As for the rest, they have a bunch of titles this year over last, you're right, and we've seen the affects of that with a stronger baseline but you'll also notice that it took a kick in the butt from MK8 to get things moving. Smash will be another kick in the butt and then, after that, you're right that they start to lose on the big hitters but one could argue they've actually planned for that with the spacing of Zelda, Starfox, and Xenoblade, all of which are titles that carry "hype" to their names and will also give, albeit smaller, kicks to the system. They can also introduce other titles along the way like a Pokemon title, which will be a big deal.

The rest of the line-up, like Bayo2, are just there to tip the fences.

No one should have an illusion of the WiiU doing anything but possibly NGC numbers if that and finishing in a distant third, but what should be obvious is that the system will not have nine month long droughts of gamelessness and baselines to match. It will end up as a system with low sales and a fat library of solid games, probably positive in profits by the end of the generation and with a likely high adoption rate for software. (And it won't single handedly kill the entire Japanese home console market and development ala PS3.)



Vena said:
Soundwave said:

They have Mario 3D World, Mario Kart 8, a better main bundle (NSMBU for $299.99), DKC, Rayman, Wii Party U, Zelda: WWHD, etc. this year over last year though ... really they've spent pretty much all their big guns except Smash Brothers, which like Mario Kart 8 will likely be good for a 2 month boost and then they're basically screwed again.

Things like Bayonetta 2 as much I personally would love for it to do well, are not going to do diddly squat for the baseline.

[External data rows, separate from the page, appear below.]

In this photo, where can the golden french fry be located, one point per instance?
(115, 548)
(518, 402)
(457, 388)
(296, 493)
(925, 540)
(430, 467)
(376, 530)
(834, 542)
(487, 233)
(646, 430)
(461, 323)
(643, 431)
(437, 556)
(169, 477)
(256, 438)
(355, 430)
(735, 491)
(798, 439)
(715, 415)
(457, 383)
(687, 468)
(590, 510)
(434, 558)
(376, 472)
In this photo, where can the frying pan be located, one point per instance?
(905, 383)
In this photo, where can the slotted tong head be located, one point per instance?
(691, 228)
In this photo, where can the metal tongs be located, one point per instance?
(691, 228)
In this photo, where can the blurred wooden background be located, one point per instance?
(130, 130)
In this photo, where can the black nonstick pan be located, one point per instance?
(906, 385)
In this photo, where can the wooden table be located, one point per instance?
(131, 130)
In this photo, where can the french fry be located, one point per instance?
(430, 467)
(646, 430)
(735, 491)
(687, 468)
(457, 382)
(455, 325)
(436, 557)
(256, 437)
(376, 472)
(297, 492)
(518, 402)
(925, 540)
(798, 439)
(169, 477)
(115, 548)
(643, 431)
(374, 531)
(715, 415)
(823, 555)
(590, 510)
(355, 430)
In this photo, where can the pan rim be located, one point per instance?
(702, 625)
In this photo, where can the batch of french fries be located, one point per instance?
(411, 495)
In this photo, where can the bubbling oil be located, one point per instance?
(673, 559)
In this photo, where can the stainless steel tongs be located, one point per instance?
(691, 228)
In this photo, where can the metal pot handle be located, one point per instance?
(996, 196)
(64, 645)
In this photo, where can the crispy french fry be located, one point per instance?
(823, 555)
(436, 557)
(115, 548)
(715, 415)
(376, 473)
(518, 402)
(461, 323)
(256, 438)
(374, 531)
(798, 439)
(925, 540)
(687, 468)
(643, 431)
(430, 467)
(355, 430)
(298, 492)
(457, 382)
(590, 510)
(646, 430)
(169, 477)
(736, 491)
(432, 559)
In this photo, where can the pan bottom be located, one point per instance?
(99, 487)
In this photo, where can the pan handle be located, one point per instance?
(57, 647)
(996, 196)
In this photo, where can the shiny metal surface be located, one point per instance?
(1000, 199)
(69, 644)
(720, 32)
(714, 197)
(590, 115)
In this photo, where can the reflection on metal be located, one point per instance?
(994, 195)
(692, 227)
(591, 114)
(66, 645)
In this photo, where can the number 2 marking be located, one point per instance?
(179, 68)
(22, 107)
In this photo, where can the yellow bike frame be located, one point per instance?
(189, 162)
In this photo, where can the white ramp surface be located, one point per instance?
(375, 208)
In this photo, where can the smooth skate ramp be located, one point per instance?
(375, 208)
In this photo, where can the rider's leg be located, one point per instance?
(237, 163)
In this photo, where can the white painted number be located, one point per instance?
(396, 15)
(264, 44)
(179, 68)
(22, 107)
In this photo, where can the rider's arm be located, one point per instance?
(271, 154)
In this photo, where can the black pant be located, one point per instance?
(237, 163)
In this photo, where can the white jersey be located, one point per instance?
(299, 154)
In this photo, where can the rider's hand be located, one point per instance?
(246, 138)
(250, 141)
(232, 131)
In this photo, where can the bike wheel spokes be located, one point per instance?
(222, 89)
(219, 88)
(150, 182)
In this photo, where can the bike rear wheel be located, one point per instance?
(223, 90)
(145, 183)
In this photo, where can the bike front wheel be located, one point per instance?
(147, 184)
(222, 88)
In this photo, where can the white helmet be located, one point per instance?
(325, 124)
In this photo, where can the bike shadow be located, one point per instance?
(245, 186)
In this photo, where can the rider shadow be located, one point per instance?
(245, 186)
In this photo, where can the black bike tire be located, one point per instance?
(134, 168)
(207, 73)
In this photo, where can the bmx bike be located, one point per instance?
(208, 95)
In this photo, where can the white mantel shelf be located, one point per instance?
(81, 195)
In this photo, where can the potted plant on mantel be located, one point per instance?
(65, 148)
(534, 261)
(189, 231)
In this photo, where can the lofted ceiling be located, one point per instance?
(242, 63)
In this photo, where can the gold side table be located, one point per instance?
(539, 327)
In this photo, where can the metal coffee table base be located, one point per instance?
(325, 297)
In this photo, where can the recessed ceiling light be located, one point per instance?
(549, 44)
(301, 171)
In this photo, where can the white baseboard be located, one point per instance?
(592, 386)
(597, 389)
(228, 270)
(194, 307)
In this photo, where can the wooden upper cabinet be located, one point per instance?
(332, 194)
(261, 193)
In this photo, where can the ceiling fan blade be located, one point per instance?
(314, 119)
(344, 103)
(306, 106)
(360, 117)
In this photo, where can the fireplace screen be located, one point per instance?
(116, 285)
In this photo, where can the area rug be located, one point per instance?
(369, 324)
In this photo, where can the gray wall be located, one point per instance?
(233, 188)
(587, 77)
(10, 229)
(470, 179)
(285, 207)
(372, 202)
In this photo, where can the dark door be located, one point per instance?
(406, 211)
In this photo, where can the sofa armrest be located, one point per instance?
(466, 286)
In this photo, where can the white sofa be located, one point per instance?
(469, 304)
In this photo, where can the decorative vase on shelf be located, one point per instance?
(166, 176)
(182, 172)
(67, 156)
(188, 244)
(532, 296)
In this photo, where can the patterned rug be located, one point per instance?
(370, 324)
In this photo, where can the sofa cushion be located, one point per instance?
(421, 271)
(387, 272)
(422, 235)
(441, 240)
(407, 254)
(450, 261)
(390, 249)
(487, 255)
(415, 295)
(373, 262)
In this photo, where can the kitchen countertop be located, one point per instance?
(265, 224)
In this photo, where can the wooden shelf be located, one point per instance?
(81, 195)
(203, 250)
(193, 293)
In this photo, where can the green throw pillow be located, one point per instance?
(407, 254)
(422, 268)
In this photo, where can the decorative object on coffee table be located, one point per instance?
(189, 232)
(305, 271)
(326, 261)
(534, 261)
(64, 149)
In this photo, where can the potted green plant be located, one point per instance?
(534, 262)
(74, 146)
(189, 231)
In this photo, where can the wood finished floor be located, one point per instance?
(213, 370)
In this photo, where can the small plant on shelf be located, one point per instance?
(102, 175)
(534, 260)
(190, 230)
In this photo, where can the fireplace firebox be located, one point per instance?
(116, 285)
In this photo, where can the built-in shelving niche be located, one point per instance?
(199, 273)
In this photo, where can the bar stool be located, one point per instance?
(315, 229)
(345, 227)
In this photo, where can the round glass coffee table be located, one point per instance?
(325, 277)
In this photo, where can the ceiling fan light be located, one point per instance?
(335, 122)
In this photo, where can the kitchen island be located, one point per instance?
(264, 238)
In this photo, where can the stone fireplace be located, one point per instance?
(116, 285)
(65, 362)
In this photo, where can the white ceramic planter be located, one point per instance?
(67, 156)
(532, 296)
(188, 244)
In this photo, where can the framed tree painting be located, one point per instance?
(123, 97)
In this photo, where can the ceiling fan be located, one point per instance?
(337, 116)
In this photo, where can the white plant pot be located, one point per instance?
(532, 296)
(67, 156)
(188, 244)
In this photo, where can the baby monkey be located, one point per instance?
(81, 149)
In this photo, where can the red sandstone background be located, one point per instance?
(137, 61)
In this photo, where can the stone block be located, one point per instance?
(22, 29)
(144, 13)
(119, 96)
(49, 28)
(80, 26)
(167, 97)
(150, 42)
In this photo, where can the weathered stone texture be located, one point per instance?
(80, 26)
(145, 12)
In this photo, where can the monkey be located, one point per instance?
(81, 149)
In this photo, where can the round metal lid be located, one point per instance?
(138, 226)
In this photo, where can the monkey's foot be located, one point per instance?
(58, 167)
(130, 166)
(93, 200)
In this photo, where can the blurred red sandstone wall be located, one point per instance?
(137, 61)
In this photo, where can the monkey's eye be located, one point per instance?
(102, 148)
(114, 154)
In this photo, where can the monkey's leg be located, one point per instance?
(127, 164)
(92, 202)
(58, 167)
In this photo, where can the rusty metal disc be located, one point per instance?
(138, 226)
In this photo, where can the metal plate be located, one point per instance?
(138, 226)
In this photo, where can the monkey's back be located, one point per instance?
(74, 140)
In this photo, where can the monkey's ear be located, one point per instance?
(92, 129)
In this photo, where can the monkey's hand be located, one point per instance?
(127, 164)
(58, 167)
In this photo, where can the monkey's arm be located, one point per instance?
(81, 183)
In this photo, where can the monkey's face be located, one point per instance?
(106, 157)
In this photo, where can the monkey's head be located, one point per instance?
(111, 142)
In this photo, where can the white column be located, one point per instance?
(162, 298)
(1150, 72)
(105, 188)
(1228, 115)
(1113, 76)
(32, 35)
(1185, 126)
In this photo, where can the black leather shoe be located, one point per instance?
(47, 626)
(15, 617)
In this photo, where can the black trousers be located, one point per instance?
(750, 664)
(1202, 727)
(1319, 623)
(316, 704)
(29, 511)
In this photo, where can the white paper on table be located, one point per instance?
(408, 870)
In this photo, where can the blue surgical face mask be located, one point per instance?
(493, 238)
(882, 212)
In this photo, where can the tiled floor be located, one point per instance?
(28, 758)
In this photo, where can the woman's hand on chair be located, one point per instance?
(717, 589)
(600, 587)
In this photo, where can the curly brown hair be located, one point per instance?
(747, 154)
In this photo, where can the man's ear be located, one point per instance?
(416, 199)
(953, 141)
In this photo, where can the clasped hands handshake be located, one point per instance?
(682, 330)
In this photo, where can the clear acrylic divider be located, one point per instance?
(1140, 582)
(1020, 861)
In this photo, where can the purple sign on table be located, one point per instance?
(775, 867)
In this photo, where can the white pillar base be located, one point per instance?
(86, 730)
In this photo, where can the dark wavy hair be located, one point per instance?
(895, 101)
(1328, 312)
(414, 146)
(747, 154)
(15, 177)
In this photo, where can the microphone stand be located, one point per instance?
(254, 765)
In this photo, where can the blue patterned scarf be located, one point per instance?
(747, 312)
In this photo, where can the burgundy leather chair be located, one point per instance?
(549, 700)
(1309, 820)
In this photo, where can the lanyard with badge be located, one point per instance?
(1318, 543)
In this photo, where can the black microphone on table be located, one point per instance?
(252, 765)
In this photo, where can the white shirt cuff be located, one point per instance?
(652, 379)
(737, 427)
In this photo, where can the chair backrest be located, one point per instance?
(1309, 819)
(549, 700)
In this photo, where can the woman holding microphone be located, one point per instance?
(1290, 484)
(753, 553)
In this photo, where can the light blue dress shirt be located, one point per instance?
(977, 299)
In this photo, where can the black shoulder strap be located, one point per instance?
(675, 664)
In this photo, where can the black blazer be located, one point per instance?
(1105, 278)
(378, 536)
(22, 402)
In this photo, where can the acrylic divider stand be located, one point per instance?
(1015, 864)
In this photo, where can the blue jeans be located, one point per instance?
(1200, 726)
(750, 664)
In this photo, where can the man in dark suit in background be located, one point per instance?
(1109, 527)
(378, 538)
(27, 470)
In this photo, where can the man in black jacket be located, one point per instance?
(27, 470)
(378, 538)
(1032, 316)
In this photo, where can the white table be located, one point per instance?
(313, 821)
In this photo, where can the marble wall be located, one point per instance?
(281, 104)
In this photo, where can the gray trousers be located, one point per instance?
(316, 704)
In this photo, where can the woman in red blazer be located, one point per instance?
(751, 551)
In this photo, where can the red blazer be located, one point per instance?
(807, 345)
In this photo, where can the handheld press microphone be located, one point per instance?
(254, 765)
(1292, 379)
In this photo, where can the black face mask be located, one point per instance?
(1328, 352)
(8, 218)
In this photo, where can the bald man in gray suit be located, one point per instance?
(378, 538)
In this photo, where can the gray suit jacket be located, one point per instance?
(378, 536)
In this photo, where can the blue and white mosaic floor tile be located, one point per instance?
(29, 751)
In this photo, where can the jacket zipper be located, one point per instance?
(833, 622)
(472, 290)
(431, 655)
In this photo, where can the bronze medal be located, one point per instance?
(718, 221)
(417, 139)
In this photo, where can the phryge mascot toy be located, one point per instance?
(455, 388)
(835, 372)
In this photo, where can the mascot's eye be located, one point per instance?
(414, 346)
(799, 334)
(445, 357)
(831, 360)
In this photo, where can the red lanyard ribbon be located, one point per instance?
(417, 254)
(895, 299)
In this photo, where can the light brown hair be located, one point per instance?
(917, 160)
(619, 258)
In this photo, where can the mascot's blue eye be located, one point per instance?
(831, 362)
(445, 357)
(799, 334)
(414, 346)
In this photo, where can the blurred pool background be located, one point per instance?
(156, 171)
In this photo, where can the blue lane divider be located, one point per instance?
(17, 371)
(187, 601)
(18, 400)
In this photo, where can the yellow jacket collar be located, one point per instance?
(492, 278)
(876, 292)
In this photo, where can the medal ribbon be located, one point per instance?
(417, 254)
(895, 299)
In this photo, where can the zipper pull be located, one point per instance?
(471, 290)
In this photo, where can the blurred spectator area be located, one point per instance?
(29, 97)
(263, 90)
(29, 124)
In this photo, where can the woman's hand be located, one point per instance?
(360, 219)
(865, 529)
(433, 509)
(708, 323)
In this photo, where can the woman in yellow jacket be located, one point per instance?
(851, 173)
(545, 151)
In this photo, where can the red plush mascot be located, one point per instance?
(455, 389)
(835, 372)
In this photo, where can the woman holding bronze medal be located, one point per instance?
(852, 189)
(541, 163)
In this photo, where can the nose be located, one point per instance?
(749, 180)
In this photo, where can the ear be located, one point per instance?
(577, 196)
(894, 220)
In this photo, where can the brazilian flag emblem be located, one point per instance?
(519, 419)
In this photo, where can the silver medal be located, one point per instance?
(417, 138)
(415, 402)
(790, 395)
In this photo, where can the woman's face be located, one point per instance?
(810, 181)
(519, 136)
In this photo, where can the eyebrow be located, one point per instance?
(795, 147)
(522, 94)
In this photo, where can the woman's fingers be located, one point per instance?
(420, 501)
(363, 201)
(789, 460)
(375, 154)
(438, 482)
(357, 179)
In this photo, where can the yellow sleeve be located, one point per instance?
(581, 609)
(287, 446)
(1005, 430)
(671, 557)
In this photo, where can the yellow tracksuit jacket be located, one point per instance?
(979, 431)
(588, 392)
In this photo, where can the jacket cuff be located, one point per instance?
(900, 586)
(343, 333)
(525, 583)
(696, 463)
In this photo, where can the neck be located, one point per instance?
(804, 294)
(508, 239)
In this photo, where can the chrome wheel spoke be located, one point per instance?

Wii U is just a mediocre selling console, that's all there really is to it.

 


No one should have an illusion of the WiiU doing anything but possibly NGC numbers if that and finishing in a distant third, but what should be obvious is that the system will not have nine month long droughts of gamelessness and baselines to match. It will end up as a system with low sales and a fat library of solid games, probably positive in profits by the end of the generation and with a likely high adoption rate for software. (And it won't single handedly kill the entire Japanese home console market and development ala PS3.)

I think we need to kill this "Wii U is kinda selling like GameCube" fallacy. It's not. It's selling far worse in the US. 

The Wii U's "normal" month equals what would've been considered a terrible month for the GameCube. 

The Wii U has already put up something like 16-17 months of sub-100k sales in North America. It basically only goes over 100k for Nov/Dec each year and for one month with Mario Kart. 

The GameCube had 5 total months under 100k at the same point in its life cycle in North America. But sub-100k is basically the norm for the Wii U even with several of Nintendo's bigger IP (Mario Kart, 2D Mario, 3D Mario, DKC, Wii series, etc.). It will be under 100k again in September even with Hyrule Warriors. 

This is a system that can't even maintain a poor level of sales. 100k in a month would be a bad level of sales for most any hardware (even 3rd place consoles), but for Wii U, 100k in a month outside of Nov/Dec would be considered great, lol. The Wii U is performing badly even by "3rd place console" standards. It's just that some people have set the bar so low for the system that they think it's doing relatively OK when it's not.